Pikiranku terus merespon alam. Tak kuasa selalu mengingat momen buruk itu. Betapa api telah menguasai ibu, sehingga bapak harus pergi dari rumah. Dan aku harus tau bahwa ini adalah pilihan berat bagi bapak. Padahal ibu adalah satu dari sekian alasan mengapa bapak terus bertahan.  Ibu juga adalah kekasih pertama dan terakhir bapak. Ia tak akan tergantikan oleh siapapun. Kesetiaan bapak selalu menginspirasi ku. Walau kini mereka telah berpisah. Aku yakin bahwa ini bukan keinginan, tapi pilihan. Kadang perasaan yang dirasa tak selalu tersampaikan jika berhadapan dengan logika. Kita hanya perlu menenangkan pikiran.
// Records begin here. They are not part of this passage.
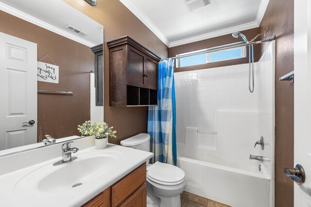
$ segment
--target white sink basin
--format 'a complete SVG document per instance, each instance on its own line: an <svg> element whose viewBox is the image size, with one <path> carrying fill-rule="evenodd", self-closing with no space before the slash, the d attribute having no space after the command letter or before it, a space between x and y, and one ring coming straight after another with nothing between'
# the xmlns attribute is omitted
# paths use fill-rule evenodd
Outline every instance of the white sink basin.
<svg viewBox="0 0 311 207"><path fill-rule="evenodd" d="M53 163L30 173L15 187L17 194L30 190L58 192L82 188L115 168L122 157L119 152L95 151L76 155L78 159L58 166Z"/></svg>

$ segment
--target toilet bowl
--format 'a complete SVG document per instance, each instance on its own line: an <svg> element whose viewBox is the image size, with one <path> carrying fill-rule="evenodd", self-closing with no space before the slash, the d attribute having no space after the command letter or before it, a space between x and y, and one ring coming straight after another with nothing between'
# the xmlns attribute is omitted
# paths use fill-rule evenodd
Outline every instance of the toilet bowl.
<svg viewBox="0 0 311 207"><path fill-rule="evenodd" d="M150 139L148 134L141 133L123 140L121 143L124 146L149 151ZM148 164L147 181L151 187L147 188L147 201L153 204L148 206L152 207L153 204L156 204L153 206L159 207L181 206L180 194L187 183L185 172L181 169L157 161L153 164Z"/></svg>

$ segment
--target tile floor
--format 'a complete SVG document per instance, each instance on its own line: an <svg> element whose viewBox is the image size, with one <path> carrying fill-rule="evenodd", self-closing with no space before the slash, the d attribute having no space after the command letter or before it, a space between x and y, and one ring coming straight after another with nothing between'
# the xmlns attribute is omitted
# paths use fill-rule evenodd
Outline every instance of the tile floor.
<svg viewBox="0 0 311 207"><path fill-rule="evenodd" d="M230 207L185 191L181 194L181 207Z"/></svg>

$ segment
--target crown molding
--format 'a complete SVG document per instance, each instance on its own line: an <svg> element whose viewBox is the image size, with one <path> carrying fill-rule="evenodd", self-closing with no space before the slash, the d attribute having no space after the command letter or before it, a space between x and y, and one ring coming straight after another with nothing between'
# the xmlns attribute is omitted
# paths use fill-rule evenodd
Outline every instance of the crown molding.
<svg viewBox="0 0 311 207"><path fill-rule="evenodd" d="M226 28L224 30L218 30L212 32L207 33L188 38L183 39L180 40L170 42L165 36L164 36L163 33L162 33L160 30L159 30L159 29L138 9L137 7L131 0L119 0L169 48L172 48L173 47L178 46L200 40L203 40L212 37L228 34L237 31L242 31L243 30L249 30L250 29L259 27L261 23L261 21L262 20L262 18L263 18L263 16L264 16L270 1L270 0L262 0L260 3L260 5L259 5L256 20L254 22L232 27L229 28Z"/></svg>
<svg viewBox="0 0 311 207"><path fill-rule="evenodd" d="M95 45L88 41L85 40L82 38L78 37L73 34L70 34L59 28L54 27L50 24L48 24L43 21L42 21L39 19L34 17L30 15L29 15L26 13L21 12L19 10L17 10L11 6L8 6L2 2L0 2L0 10L2 10L4 12L10 14L19 18L23 19L29 22L35 24L39 27L44 28L46 30L49 30L54 33L56 33L60 35L64 36L68 39L70 39L75 42L81 43L83 45L86 45L87 47L91 48L95 46Z"/></svg>
<svg viewBox="0 0 311 207"><path fill-rule="evenodd" d="M270 1L270 0L262 0L261 3L260 3L260 5L259 6L259 9L257 13L257 16L256 16L256 20L255 20L259 27L261 23L261 21L262 21L262 18L263 18L263 16L264 16Z"/></svg>
<svg viewBox="0 0 311 207"><path fill-rule="evenodd" d="M170 42L160 30L145 16L131 0L119 0L130 10L139 20L148 27L160 40L168 47Z"/></svg>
Setidaknya mampu mengakses energi alam dan kesejukanya.

Sejak kejadian memilukan itu aku hidup bersama ibu. Tentu hidup ku kini terasa hampa. Tiada bapak, berarti tiada yang menasihatiku, atau sekedar bercanda. Tapi aku sadar bahwa ibu adalah sosok yang telah membesarkan ku hingga kini. Perjuangan dan semangatnya tak surut meski badai kerap menerpa.

Kini aku telah berumah tangga. Tentu masa yang traumatis jika aku mengingat kejadian bapak dan ibu kala itu. Semoga saja nanti anak-anak ku kelak, ku terima apa adanya. Aku ingin menjadi seperti bapak. Walau tidak sepenuhnya salah kepada ibu. Cuma aku terus berpikir hingga hari ini, kursi goyang depan rumah itu tak pernah terusik oleh apapun. Ia tak bergeming, padahal masalah kerap datang di rumah itu silih berganti. Ia tak pernah berubah, sedangkan problema kerap melanda. Kecuali hanya debu tipis selalu menyelimutinya.
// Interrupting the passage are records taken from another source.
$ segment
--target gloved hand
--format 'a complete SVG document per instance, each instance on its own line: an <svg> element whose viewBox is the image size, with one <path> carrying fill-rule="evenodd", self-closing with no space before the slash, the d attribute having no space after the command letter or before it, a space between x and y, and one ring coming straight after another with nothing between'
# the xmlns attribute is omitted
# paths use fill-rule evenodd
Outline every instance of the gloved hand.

Kini aku tak tau bapak di mana. Sejak kejadian 10 tahun silam itu aku, baik bapak dan ibu hidup sendiri-sendiri. Walau kadang aku kerap bertanya. Mencari kesana-kemari di mana bapak tinggal bersama adik. Sedang ibu selalu ku temui, karena jarak rumah kita tak jauh.

Saat angin berhembus ke pikiran, kadang aku ingin bertanya pada ibu. Apakah beliau tau atau mungkin memikirkan adik dan bapak. Namun aku tak berani. Aku takut ibu akan melampiaskan kemarahanya padaku. 
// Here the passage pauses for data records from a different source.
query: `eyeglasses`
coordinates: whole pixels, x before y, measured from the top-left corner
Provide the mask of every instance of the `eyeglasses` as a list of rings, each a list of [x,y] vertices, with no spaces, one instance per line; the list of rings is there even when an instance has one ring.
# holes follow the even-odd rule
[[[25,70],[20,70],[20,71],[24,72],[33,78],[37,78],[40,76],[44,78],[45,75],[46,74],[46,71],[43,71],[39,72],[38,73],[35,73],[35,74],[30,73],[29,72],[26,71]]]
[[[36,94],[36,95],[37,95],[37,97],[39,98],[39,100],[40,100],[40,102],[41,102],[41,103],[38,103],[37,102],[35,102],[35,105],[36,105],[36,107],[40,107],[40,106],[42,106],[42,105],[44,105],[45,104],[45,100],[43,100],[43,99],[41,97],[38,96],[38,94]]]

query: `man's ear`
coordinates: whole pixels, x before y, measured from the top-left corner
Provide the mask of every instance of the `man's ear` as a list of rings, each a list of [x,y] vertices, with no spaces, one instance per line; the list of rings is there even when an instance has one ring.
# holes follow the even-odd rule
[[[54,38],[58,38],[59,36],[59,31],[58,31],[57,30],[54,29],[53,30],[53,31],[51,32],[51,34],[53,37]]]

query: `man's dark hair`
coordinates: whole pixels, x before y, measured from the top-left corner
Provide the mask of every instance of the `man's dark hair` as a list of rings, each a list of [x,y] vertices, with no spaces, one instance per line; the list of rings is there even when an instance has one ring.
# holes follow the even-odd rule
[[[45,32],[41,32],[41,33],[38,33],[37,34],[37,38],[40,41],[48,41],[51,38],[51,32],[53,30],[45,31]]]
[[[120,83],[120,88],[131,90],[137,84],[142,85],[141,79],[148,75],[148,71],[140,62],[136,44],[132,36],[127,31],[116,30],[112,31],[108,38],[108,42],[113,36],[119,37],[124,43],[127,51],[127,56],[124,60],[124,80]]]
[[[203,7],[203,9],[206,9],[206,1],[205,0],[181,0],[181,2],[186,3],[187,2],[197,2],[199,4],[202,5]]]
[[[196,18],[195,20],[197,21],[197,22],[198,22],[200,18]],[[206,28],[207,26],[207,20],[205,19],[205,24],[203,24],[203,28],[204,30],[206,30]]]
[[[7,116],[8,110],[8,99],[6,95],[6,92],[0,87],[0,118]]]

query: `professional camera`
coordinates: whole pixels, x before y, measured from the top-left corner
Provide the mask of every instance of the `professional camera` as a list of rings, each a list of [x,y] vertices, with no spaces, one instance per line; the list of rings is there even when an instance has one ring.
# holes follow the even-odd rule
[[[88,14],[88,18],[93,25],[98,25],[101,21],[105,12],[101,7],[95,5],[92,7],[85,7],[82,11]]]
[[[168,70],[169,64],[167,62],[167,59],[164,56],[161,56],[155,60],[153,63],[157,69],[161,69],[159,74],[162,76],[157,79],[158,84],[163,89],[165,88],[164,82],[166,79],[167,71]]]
Pada masa yang panjang itu, aku mencoba mencari di mana bapak berada. Aku mencoba mendatangi kawan sejawat bapak. Apakah beliau tahu di mana bapak dan adik tinggal? Ku susuri panjangnya jalanan berliku, melewati setiap batas. Perbatasan pun telah ku lalui. Hingga akhirnya aku singgah di gubuk tua yang di depan rumahnya dihiasi banyak sangkar burung. 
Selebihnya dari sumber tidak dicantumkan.